Isabel gathered up her apron and ran into the house. Up the stairs she went with a fairy footstep, and glided into the wards. Stealing softly from one little cot to another, she left upon each pillow her pretty tribute, where the sick child was sure to see it the moment its languid eyes were unclosed. When her store was exhausted she ran down for more.

"Did any of them wake up? Did they see the flowers?" inquired Mary, eagerly.

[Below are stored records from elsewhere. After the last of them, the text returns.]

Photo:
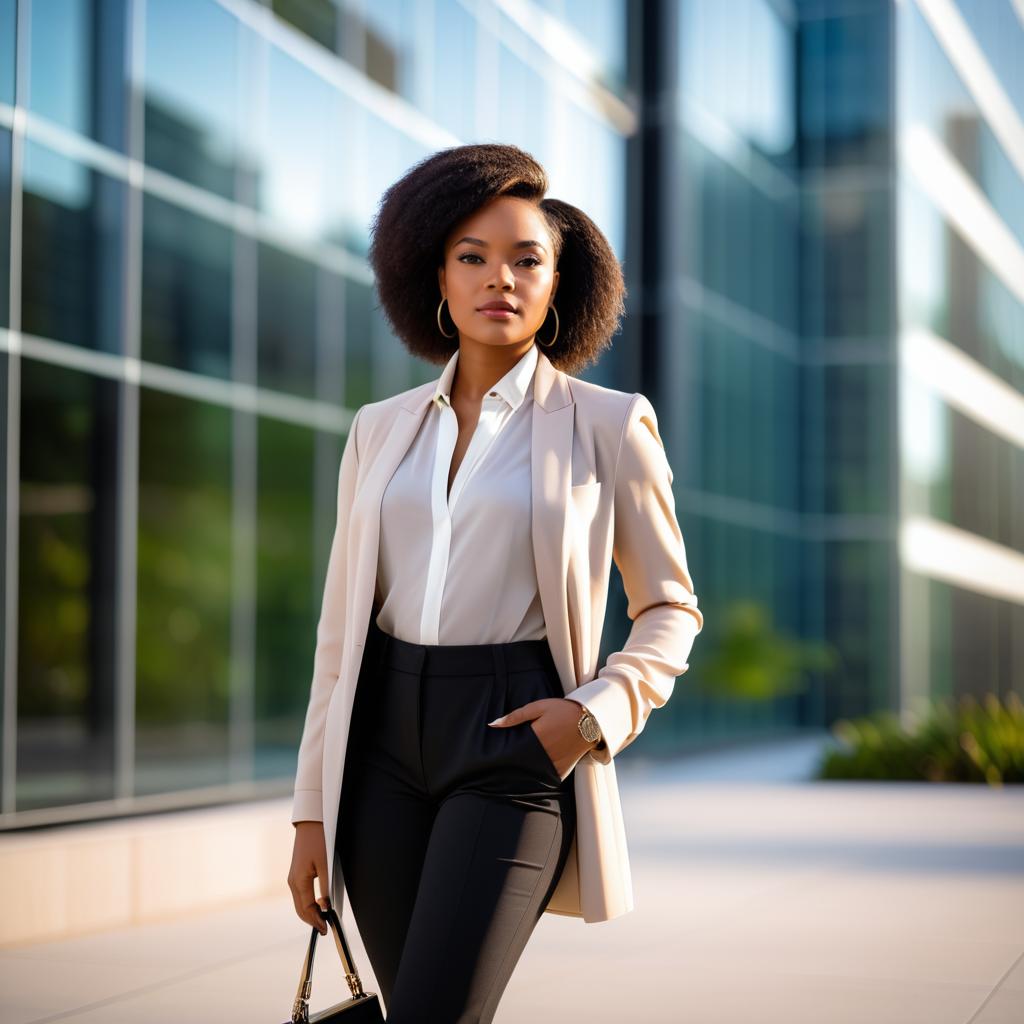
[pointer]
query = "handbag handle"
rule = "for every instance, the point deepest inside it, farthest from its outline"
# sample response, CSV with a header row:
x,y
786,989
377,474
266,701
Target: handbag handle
x,y
300,1009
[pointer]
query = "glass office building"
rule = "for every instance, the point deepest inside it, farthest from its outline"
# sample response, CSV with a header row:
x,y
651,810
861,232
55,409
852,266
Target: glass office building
x,y
833,309
960,128
185,193
819,205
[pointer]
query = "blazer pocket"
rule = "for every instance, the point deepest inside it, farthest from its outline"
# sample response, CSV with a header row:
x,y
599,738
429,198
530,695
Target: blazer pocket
x,y
585,498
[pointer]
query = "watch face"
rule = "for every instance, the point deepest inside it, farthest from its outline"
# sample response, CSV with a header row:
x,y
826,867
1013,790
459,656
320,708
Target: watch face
x,y
589,727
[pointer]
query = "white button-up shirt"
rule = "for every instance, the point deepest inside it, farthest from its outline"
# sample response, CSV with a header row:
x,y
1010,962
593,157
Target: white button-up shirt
x,y
459,568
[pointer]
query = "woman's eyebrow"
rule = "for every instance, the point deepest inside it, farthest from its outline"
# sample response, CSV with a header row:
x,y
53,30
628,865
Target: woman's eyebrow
x,y
525,244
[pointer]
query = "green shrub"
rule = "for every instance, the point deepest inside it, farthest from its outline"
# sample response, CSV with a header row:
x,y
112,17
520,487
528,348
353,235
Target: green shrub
x,y
966,741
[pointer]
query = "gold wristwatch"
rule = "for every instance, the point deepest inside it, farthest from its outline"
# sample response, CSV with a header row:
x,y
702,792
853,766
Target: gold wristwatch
x,y
589,728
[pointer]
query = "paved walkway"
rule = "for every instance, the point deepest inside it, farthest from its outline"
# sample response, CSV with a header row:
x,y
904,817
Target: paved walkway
x,y
761,897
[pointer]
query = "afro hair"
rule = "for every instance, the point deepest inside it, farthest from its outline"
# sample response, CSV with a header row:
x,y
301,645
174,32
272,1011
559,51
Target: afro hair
x,y
418,212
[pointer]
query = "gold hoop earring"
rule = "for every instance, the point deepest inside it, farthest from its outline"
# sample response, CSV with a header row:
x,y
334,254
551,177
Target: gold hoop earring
x,y
439,328
548,344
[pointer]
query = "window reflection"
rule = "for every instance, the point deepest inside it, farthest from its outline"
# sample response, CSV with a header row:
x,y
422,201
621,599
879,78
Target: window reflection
x,y
316,18
4,226
848,264
300,176
932,93
287,564
186,290
287,323
390,45
456,84
7,50
194,124
72,251
66,588
846,89
522,117
736,61
184,594
77,58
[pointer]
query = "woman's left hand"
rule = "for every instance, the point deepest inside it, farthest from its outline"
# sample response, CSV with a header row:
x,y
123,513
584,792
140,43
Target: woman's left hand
x,y
556,727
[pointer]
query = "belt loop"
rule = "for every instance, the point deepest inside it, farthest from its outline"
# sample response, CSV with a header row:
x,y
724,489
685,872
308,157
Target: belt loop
x,y
501,673
385,642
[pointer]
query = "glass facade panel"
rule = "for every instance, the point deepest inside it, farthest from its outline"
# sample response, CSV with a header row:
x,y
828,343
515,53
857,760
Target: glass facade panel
x,y
183,653
195,118
391,53
73,261
68,538
858,424
846,88
455,81
8,37
5,154
238,257
316,18
860,616
186,290
736,62
998,31
302,176
76,66
287,323
848,262
288,570
933,95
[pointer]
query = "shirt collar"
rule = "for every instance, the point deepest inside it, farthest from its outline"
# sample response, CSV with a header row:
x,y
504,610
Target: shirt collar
x,y
512,387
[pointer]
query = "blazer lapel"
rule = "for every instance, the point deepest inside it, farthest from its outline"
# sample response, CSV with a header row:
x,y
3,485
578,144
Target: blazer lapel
x,y
551,469
554,415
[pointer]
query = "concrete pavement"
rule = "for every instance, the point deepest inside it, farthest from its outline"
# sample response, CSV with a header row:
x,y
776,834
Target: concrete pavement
x,y
760,896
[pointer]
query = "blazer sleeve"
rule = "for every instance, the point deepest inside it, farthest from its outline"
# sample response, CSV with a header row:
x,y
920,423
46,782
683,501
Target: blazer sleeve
x,y
649,552
307,802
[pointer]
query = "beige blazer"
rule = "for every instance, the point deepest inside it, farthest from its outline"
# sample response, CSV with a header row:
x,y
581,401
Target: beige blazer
x,y
601,489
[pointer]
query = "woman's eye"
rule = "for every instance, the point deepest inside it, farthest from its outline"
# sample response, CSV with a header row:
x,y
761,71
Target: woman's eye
x,y
536,261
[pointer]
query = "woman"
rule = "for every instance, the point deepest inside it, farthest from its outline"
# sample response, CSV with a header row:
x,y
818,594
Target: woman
x,y
457,755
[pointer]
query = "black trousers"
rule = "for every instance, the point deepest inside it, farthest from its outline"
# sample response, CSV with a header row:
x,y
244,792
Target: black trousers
x,y
452,834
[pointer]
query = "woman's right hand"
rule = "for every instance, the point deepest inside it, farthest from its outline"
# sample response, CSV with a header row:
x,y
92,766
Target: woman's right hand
x,y
308,862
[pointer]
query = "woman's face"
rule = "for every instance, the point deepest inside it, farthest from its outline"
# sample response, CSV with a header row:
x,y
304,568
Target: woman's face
x,y
502,252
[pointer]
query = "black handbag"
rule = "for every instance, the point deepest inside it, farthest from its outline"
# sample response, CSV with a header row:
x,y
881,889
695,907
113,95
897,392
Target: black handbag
x,y
363,1008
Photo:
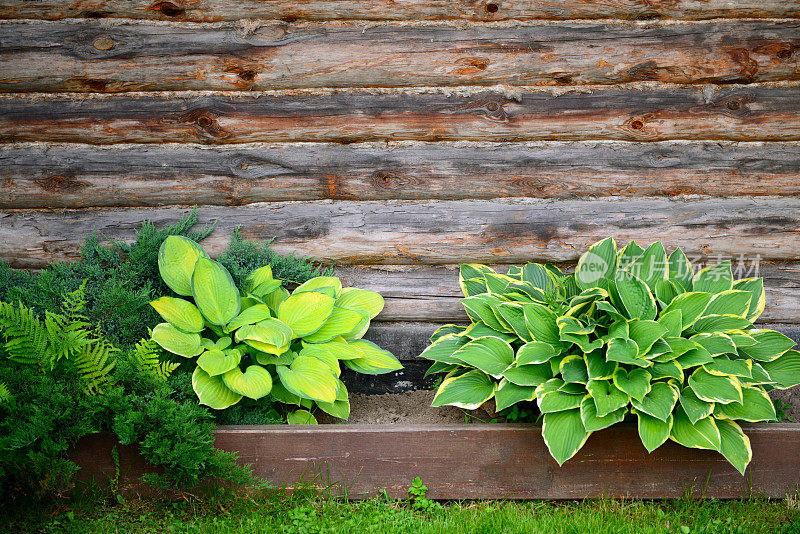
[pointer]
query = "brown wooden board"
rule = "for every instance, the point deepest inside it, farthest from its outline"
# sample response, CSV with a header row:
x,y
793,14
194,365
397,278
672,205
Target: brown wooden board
x,y
479,10
438,232
77,176
91,57
634,112
485,462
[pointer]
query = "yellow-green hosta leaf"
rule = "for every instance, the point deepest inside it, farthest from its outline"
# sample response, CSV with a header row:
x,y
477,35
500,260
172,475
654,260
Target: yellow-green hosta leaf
x,y
340,407
186,344
489,354
374,360
714,388
734,444
754,286
508,394
564,434
309,378
593,422
255,382
251,315
635,383
300,417
214,292
784,370
360,299
305,312
755,406
217,362
341,322
212,391
692,306
703,434
176,260
180,313
469,390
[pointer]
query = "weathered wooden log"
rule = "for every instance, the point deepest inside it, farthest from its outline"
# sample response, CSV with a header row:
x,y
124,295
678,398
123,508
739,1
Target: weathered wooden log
x,y
79,176
87,56
438,232
635,112
476,10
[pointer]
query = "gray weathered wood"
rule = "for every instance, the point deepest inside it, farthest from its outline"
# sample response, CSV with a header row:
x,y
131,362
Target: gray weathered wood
x,y
637,112
87,56
78,176
479,10
438,232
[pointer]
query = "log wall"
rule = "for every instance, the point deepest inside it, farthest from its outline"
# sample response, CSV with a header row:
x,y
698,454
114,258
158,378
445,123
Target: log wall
x,y
399,138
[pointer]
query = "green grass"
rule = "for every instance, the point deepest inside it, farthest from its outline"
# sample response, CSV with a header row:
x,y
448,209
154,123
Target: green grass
x,y
304,515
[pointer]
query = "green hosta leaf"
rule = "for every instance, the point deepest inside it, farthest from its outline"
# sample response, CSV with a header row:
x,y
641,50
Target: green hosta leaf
x,y
469,390
176,260
564,434
592,422
755,406
255,382
444,348
309,378
212,391
508,394
703,434
607,398
754,286
180,313
734,444
305,312
635,296
177,342
659,402
301,417
361,299
489,354
214,292
692,305
251,315
374,360
597,266
714,278
216,362
635,383
784,370
341,407
528,375
694,407
769,345
653,431
713,388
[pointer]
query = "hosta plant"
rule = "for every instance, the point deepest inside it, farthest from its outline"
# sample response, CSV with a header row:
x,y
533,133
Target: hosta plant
x,y
632,332
261,340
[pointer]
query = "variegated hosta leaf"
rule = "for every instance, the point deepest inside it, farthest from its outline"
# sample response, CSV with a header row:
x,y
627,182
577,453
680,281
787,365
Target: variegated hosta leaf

"Some were awake—they hadn't slept all night, poor things—but the flowers made them smile," was the cheerful reply. "Come, fill my apron again, and give me those large ones, with the white lilies, for the mantel-pieces. Won't the doctor be astonished when he goes up? They're better than medicine, I can tell him."

Again Isabel's apron was heaped full, and again she glided, in all her bright, young beauty, through the sick wards. When she came down, an earthern pitcher, crowded with great white lilies, honeysuckles and sweetbriar, stood on the windows or mantel-pieces of every room. There was not a pillow without its pretty garland, or bouquet of buds, tied with the spray of some fragrant shrub. She had made the atmosphere of those sick wards redolent with fragrance.

"Now for the boys' hats!" said Mary, "here are plenty of soldier's feathers."

The boys cast down their straw-hats from the tree, shouting for her to make soldiers of them, each one clamoring for a red plume.

But the red hollyhocks did not quite hold out, so, perforce some of the slender plumes were of yellow, some of snow-white—for you never saw such hollyhocks as grew in the Hospital-gardens—and Mary had all variety of tints around her, even to some of a deep maroon.